Entre cadáveres humanos e de animais como cavalo, gado, cães e gatos, além de objetos como sofás, computadores, aparelhos de TV e de uma infinidade de materiais plásticos, aproximadamente 131 toneladas de lixo são retiradas por mês da Lagoa da Pampulha. A informação é da Superintendência de Desenvolvimento da Capital (Sudecap), autarquia da prefeitura de Belo Horizonte que faz o controle estatístico do trabalho.

O número é uma média do levantamento consolidado de 2015 e do parcial deste ano, entre janeiro e agosto, ao qual o Viva Pampulha teve acesso.
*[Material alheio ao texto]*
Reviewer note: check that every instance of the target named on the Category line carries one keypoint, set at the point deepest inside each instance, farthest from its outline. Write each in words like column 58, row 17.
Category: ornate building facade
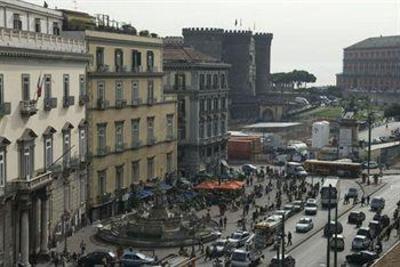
column 42, row 131
column 132, row 124
column 201, row 85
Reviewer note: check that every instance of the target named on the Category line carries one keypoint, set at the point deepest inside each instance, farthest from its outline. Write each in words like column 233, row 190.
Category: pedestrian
column 83, row 247
column 225, row 222
column 289, row 239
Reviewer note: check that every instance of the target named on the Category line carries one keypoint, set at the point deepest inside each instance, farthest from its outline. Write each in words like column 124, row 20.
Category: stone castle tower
column 250, row 58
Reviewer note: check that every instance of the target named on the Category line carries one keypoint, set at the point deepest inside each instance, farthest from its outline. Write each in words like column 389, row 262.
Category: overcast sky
column 308, row 34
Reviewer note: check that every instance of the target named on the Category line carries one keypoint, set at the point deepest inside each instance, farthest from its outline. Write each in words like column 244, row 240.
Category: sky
column 308, row 34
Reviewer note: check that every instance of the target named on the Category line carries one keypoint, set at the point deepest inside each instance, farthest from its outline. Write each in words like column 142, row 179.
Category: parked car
column 377, row 203
column 298, row 205
column 288, row 261
column 329, row 229
column 221, row 247
column 132, row 258
column 362, row 257
column 304, row 225
column 245, row 258
column 311, row 207
column 352, row 192
column 372, row 164
column 338, row 241
column 290, row 209
column 97, row 257
column 364, row 231
column 239, row 238
column 360, row 242
column 356, row 217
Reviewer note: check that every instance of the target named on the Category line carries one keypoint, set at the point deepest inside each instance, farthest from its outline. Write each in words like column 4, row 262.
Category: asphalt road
column 313, row 251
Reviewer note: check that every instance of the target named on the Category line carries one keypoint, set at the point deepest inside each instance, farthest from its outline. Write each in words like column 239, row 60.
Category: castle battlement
column 202, row 30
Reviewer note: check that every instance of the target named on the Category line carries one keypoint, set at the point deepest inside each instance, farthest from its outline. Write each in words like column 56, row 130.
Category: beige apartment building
column 42, row 131
column 132, row 125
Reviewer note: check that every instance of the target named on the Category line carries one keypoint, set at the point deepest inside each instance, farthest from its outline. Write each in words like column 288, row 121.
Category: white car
column 304, row 225
column 311, row 207
column 239, row 238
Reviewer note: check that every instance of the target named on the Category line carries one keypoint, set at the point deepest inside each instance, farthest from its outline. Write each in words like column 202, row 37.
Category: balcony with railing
column 50, row 103
column 28, row 107
column 5, row 108
column 40, row 41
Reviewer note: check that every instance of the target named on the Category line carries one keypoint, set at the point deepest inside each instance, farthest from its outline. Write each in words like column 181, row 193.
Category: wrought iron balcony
column 28, row 107
column 151, row 101
column 68, row 101
column 50, row 103
column 102, row 103
column 120, row 103
column 83, row 99
column 137, row 101
column 119, row 147
column 5, row 108
column 102, row 151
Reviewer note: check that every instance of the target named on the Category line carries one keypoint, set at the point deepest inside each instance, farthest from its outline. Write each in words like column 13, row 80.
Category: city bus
column 336, row 168
column 266, row 231
column 331, row 198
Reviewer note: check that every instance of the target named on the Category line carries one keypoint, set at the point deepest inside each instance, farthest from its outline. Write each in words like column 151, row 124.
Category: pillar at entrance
column 37, row 212
column 25, row 238
column 44, row 241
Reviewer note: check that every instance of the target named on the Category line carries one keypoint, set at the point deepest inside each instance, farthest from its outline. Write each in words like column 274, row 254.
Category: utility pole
column 328, row 260
column 335, row 253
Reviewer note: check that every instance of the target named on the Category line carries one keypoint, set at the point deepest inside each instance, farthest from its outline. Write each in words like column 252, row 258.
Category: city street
column 306, row 255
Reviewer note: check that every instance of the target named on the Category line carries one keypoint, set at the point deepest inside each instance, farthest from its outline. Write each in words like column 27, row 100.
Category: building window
column 82, row 85
column 136, row 60
column 82, row 143
column 150, row 90
column 201, row 129
column 180, row 81
column 66, row 148
column 119, row 91
column 99, row 57
column 119, row 135
column 48, row 152
column 150, row 60
column 209, row 128
column 150, row 168
column 1, row 89
column 169, row 162
column 170, row 126
column 215, row 81
column 101, row 91
column 17, row 22
column 223, row 81
column 101, row 136
column 135, row 171
column 38, row 25
column 208, row 85
column 215, row 127
column 201, row 81
column 47, row 86
column 102, row 177
column 66, row 85
column 135, row 132
column 135, row 91
column 119, row 177
column 119, row 60
column 56, row 28
column 2, row 168
column 26, row 92
column 150, row 128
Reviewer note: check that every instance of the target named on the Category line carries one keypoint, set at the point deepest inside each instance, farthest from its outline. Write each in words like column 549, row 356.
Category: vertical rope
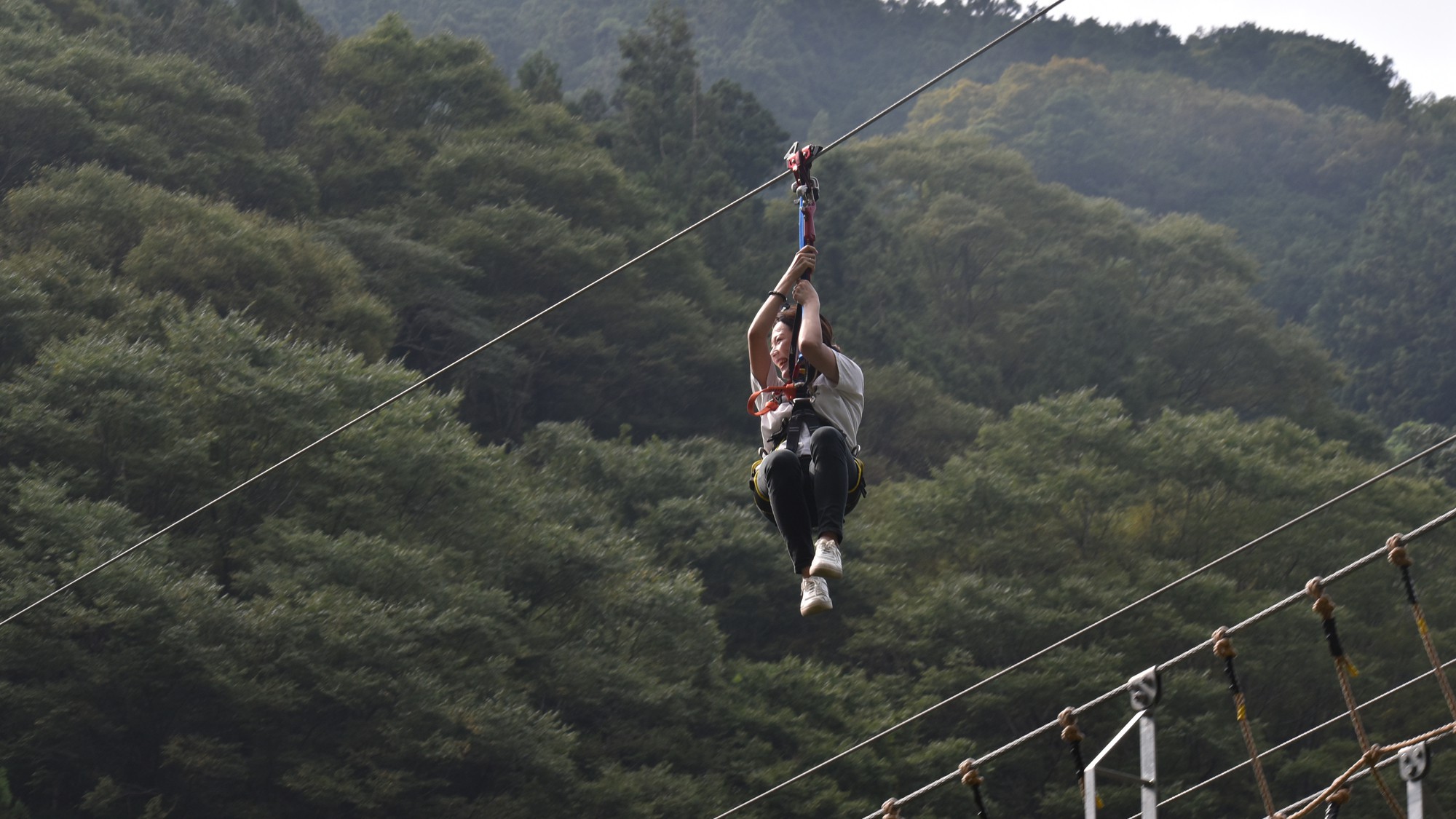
column 1068, row 719
column 1397, row 554
column 1345, row 669
column 972, row 777
column 1224, row 649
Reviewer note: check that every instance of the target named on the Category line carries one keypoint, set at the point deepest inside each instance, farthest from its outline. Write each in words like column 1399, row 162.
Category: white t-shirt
column 841, row 404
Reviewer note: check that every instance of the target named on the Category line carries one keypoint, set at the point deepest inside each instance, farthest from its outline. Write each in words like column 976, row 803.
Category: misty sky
column 1420, row 36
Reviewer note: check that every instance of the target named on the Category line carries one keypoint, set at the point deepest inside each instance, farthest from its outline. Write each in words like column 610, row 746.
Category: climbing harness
column 802, row 375
column 803, row 419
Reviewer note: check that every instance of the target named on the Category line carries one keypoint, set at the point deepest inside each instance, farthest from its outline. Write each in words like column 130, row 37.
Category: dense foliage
column 537, row 589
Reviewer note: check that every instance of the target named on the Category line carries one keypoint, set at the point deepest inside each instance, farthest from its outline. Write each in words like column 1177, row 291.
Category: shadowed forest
column 1125, row 302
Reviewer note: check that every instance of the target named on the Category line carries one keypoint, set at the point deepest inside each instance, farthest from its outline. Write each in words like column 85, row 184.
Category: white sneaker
column 826, row 560
column 816, row 596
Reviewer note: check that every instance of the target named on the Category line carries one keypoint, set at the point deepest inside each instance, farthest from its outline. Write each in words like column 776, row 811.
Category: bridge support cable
column 537, row 317
column 1154, row 595
column 1398, row 557
column 1292, row 599
column 1297, row 737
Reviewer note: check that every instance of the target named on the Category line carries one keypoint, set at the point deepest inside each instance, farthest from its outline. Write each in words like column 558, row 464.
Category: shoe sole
column 816, row 608
column 826, row 570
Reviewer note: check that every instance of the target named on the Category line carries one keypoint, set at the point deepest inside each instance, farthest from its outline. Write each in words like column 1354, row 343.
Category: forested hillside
column 538, row 587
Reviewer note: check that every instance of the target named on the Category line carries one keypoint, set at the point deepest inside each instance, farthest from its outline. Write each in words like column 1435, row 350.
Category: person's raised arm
column 812, row 334
column 762, row 325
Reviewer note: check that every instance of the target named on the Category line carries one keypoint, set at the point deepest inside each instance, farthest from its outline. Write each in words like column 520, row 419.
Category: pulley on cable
column 802, row 375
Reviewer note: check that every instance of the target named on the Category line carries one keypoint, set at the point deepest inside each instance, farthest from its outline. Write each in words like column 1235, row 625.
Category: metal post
column 1148, row 753
column 1415, row 762
column 1147, row 689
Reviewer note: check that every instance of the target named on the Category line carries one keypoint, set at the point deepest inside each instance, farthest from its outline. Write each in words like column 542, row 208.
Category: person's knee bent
column 781, row 462
column 829, row 436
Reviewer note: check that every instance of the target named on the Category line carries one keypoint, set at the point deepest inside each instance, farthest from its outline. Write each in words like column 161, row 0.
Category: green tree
column 541, row 79
column 161, row 119
column 1388, row 308
column 203, row 253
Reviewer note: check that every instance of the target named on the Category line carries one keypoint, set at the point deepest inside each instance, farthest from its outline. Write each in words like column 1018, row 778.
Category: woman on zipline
column 809, row 470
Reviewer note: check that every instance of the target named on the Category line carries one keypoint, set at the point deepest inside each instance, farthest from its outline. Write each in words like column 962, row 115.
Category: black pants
column 809, row 494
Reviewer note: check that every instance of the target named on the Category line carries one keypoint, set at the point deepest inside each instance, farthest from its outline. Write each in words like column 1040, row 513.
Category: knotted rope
column 972, row 777
column 1397, row 554
column 1224, row 649
column 1345, row 669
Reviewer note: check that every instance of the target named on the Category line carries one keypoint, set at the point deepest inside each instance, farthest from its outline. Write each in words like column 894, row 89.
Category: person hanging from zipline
column 809, row 477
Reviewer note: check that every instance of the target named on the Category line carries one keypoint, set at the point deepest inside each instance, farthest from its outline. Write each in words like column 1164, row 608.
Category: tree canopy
column 537, row 586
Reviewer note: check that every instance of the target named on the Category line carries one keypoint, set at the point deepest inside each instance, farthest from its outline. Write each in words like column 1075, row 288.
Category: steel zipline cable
column 1119, row 612
column 491, row 343
column 1294, row 739
column 1292, row 599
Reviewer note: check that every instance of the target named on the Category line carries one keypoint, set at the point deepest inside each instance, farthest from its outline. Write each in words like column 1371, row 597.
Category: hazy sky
column 1420, row 36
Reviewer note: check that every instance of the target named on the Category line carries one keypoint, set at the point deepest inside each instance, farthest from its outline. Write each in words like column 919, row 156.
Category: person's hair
column 826, row 330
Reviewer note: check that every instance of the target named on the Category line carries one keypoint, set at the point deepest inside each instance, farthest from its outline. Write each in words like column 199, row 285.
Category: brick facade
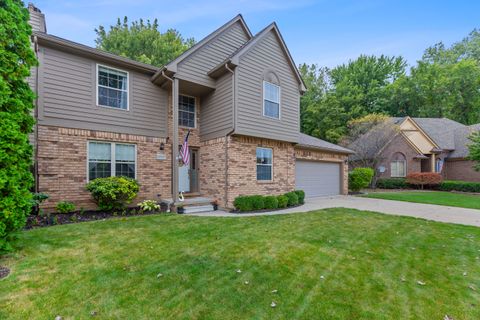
column 314, row 155
column 242, row 170
column 62, row 164
column 461, row 170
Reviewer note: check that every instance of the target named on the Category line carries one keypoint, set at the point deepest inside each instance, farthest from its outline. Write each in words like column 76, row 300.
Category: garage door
column 317, row 178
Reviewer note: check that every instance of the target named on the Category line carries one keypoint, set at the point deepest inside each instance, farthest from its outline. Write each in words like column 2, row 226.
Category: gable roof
column 234, row 58
column 81, row 49
column 304, row 140
column 172, row 65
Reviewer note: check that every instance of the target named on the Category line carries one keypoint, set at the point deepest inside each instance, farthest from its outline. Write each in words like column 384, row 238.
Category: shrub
column 292, row 198
column 462, row 186
column 16, row 104
column 271, row 202
column 301, row 196
column 65, row 207
column 113, row 192
column 149, row 205
column 392, row 183
column 243, row 203
column 424, row 179
column 282, row 201
column 360, row 178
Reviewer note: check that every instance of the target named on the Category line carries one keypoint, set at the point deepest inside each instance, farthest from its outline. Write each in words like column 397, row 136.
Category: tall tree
column 142, row 41
column 16, row 103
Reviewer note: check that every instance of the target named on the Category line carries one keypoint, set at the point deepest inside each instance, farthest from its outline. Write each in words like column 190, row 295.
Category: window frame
column 112, row 157
column 404, row 169
column 97, row 84
column 256, row 165
column 194, row 111
column 279, row 100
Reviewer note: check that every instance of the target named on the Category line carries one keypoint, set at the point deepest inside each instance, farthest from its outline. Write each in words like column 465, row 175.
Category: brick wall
column 308, row 154
column 242, row 170
column 62, row 164
column 399, row 144
column 461, row 170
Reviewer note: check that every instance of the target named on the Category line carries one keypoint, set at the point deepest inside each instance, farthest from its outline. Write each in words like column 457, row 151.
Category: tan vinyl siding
column 217, row 110
column 195, row 67
column 266, row 56
column 68, row 88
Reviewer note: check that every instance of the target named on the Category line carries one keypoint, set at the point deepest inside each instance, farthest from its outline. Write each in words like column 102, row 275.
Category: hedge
column 463, row 186
column 258, row 202
column 392, row 183
column 360, row 178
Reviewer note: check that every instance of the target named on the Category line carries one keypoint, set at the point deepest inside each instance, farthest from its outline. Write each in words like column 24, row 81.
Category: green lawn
column 329, row 264
column 433, row 197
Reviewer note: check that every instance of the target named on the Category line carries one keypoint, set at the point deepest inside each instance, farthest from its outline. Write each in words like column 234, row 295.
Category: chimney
column 37, row 19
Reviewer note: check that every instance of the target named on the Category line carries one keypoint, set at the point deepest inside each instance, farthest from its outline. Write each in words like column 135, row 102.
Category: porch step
column 195, row 209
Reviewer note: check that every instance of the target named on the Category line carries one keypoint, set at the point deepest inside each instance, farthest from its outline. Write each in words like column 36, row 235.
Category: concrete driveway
column 401, row 208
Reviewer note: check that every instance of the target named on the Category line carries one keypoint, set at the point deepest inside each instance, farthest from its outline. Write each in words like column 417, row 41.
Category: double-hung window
column 264, row 164
column 112, row 88
column 271, row 100
column 107, row 159
column 398, row 168
column 186, row 111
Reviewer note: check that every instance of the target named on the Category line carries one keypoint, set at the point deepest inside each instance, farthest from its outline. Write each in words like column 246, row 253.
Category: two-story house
column 101, row 115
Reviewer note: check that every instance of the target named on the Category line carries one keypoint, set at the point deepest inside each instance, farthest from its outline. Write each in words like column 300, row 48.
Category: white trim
column 112, row 156
column 194, row 112
column 97, row 85
column 279, row 100
column 256, row 165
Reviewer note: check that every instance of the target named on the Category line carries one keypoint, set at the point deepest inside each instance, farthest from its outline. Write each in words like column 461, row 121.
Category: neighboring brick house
column 427, row 145
column 99, row 115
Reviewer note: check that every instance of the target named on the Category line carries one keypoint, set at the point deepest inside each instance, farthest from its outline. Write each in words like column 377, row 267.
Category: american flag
column 185, row 152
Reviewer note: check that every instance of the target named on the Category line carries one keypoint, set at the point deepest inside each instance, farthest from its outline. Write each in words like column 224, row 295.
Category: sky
column 327, row 33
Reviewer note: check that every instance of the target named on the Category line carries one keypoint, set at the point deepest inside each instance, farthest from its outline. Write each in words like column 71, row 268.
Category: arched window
column 398, row 166
column 271, row 95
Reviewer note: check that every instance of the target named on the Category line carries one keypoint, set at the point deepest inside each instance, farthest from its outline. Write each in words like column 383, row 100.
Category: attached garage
column 318, row 178
column 320, row 167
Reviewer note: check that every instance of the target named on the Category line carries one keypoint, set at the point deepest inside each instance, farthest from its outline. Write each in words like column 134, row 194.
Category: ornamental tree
column 16, row 104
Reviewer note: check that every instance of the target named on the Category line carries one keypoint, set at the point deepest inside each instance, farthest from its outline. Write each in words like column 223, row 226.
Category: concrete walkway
column 401, row 208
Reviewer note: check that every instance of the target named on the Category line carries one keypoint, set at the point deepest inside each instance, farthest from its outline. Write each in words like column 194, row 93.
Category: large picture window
column 186, row 111
column 264, row 164
column 107, row 159
column 112, row 88
column 271, row 100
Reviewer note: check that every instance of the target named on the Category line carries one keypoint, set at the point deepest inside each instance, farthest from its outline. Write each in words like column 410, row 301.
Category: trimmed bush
column 271, row 202
column 424, row 179
column 113, row 192
column 65, row 207
column 463, row 186
column 360, row 178
column 292, row 198
column 301, row 196
column 282, row 201
column 392, row 183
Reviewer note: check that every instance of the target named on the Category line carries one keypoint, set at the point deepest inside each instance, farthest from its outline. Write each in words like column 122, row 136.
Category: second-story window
column 271, row 100
column 186, row 111
column 112, row 86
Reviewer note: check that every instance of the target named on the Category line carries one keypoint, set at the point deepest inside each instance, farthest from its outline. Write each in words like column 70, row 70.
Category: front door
column 188, row 174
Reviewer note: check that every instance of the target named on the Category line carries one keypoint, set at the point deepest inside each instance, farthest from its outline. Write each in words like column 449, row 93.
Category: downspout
column 174, row 139
column 35, row 164
column 230, row 132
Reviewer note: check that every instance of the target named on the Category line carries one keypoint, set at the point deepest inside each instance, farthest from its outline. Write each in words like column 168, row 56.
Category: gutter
column 230, row 132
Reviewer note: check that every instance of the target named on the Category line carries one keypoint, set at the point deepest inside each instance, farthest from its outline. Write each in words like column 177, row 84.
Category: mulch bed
column 4, row 271
column 265, row 210
column 47, row 220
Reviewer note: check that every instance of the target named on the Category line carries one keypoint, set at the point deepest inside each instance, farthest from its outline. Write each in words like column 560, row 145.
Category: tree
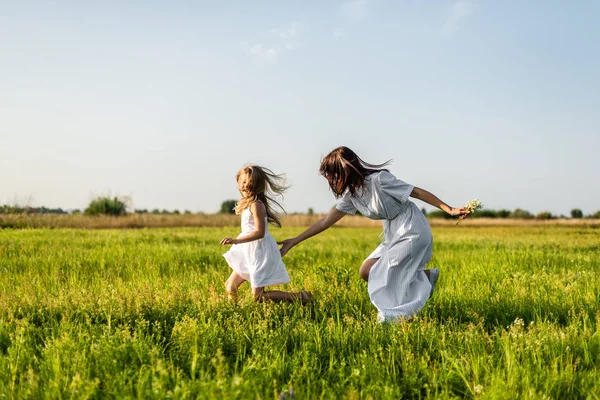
column 545, row 215
column 576, row 213
column 107, row 206
column 227, row 207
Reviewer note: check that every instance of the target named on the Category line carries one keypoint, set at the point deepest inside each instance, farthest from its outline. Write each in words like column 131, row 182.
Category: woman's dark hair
column 344, row 170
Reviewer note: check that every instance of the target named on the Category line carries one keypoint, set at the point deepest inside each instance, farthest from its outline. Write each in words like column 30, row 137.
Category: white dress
column 397, row 286
column 259, row 261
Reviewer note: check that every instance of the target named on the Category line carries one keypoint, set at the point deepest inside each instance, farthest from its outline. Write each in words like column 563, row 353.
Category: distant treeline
column 5, row 209
column 515, row 214
column 116, row 206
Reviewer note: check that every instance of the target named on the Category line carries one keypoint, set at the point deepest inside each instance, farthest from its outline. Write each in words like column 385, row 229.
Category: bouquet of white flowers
column 471, row 207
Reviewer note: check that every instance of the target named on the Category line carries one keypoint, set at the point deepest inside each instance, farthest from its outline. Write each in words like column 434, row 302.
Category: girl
column 397, row 282
column 254, row 255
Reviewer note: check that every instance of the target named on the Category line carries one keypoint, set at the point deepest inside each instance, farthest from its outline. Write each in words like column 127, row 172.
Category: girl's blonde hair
column 263, row 186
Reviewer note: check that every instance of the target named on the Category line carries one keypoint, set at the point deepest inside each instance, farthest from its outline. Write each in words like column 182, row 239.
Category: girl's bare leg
column 366, row 268
column 232, row 284
column 260, row 294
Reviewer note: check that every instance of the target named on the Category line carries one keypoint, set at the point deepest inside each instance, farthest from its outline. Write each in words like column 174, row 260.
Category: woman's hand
column 462, row 213
column 459, row 212
column 228, row 241
column 286, row 246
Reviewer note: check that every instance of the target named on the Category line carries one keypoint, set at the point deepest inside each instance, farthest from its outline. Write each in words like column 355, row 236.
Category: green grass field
column 143, row 313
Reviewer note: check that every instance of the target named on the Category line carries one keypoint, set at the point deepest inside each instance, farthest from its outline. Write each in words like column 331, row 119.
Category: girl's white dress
column 397, row 286
column 259, row 262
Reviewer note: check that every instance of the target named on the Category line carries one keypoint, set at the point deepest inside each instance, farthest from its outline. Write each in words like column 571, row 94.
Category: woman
column 398, row 284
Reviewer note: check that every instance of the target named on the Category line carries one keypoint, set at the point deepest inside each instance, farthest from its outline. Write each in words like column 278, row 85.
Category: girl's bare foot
column 306, row 296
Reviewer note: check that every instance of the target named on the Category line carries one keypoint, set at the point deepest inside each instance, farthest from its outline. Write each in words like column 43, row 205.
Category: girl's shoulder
column 257, row 206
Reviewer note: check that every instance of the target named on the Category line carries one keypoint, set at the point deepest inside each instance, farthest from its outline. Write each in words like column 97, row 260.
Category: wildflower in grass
column 471, row 207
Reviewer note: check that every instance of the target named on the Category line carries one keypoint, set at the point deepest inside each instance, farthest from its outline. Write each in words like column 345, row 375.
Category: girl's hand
column 286, row 246
column 228, row 241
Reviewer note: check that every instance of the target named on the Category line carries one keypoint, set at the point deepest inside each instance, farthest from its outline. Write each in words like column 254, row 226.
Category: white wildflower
column 471, row 207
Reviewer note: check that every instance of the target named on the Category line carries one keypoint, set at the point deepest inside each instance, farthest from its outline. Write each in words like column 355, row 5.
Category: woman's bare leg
column 366, row 268
column 260, row 294
column 232, row 284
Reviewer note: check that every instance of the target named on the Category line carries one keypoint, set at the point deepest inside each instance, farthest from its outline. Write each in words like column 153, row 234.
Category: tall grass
column 142, row 313
column 130, row 221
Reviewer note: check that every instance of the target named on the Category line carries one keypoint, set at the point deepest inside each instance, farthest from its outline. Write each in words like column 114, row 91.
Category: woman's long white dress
column 397, row 286
column 259, row 261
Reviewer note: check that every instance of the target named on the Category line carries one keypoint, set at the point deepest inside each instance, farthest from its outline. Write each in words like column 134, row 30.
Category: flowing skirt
column 398, row 286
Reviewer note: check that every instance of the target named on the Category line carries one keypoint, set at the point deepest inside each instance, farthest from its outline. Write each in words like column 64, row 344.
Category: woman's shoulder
column 382, row 176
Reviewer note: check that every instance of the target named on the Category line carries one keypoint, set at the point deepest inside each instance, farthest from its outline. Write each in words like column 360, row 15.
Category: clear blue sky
column 164, row 101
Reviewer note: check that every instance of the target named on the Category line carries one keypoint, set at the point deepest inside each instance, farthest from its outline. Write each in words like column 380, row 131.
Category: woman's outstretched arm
column 433, row 200
column 334, row 216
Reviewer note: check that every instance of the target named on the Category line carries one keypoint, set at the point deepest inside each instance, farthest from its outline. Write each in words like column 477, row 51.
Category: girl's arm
column 258, row 211
column 433, row 200
column 334, row 216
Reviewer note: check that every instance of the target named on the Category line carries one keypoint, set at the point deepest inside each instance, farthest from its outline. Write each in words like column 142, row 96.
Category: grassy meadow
column 142, row 313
Seria como retirar o equivalente a quase 30 milhões de garrafas pet de 2 litros, vazias, ao longo de um ano. O peso corresponde também ao de quase 400 elefantes asiáticos.

“As pessoas acham que o leito da água é feito para levar embora as mazelas delas”, tenta definir Marcio Lima, coordenador de controle ambiental do Propam (Programa de Recuperação e Desenvolvimento Ambiental da Bacia da Pampulha), entidade vinculada à secretaria municipal de meio ambiente.

Apesar do tom áspero, Lima guarda um mea culpa pela incapacidade do poder público de implementar ações educativas e acompanhar a demanda ambiental frente à falta de cidadania e ao descarte inadequado de parte da população. “O processo educativo e as estratégias públicas estão aquém do processo contínuo de adensamento populacional no mesmo espaço”, admite ele.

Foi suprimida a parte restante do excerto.